E agora, para onde caminhar?


Fernando Brito, Tijolaço 

"A duras penas e com imenso risco para a continuidade do regime democrático, o Governo Dilma parece ter retomado – convenhamos, meio à força – a ideia de que o poder político precisa, para se manter, da política, embora a política seja hoje a mixórdia que a mídia e o poder econômico dela fazem.

O monstro golpista, embora já visíveis os contornos de sua face larval, não mostrou – talvez, ainda – capacidade de romper a frágil casca da legalidade e assumir sua forma horrenda sem disfarces “institucionais”.

Mas está vivo, vivíssimo e não poderá ser detido apenas pelos arranjos políticos necessários, mas insuficientes.

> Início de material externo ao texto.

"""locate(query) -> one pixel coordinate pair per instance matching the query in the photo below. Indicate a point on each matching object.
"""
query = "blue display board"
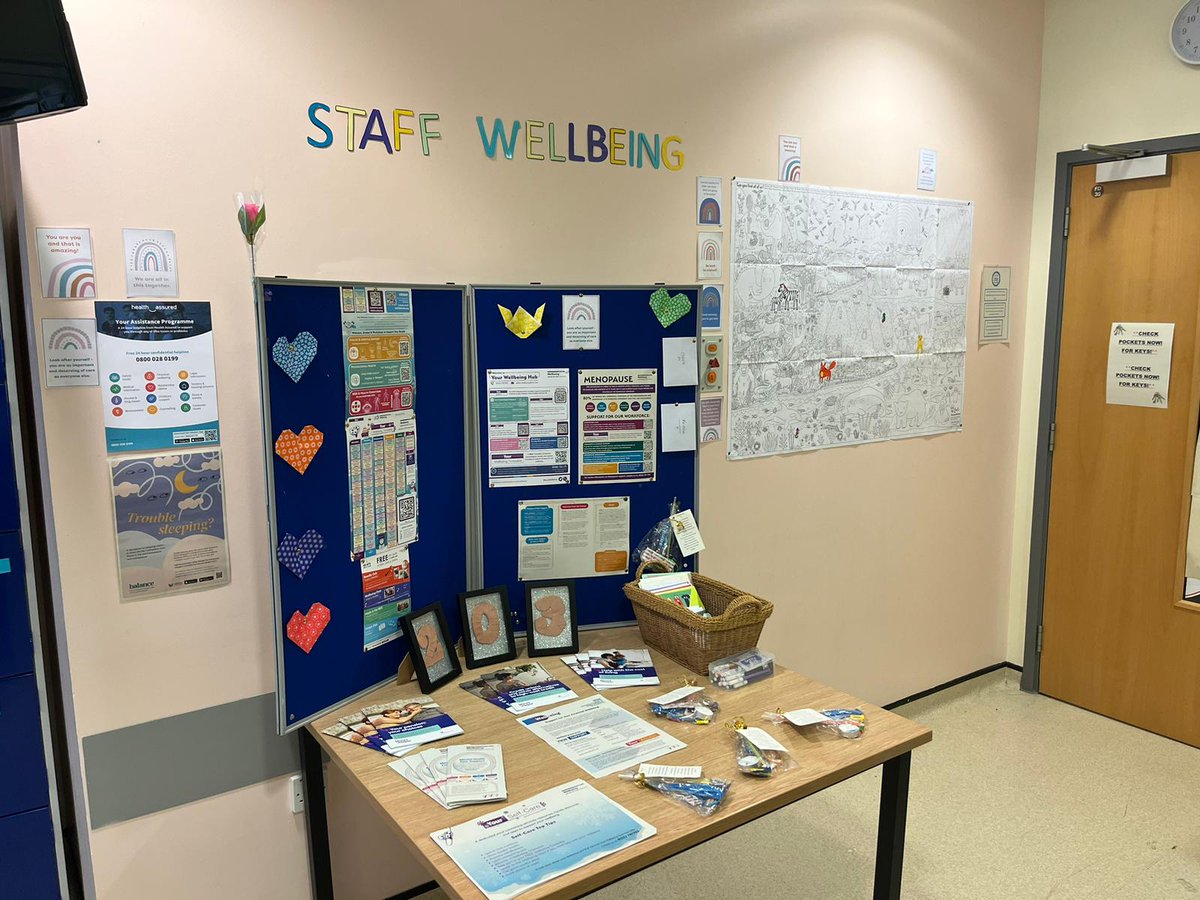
(630, 337)
(337, 666)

À esquerda e à direita, percebe-se isso. Ricardo Mello, na Folha, resume numa frase um fato que não é novidade, por permanente, embora novo seja seu estado de excitação midiático-institucional: “Dilma, Lula e o PT prosseguem na linha de tiro, ainda que somente para imobilizá-los”. Dora Kramer, que se tornou a feroz matrona do pensamento conservador, no Estadão, diz que o governo deve fazer, agora, “o que a sociedade (leia-se, a manifestação da Paulista e de suas sucursais Brasil afora) espera” que é, naturalmente, a agenda derrotada no voto.

Tornou-se evidente, exceto para os tolos de ambos os pontos cardeais, que é preciso ceder na política.

Mas não parece ser evidente, no campo progressista, que é preciso (re)aproximar-se do povo com a mesma elasticidade e esforço, para que as próprias forças não se diluam na dependência alheia dos fracos.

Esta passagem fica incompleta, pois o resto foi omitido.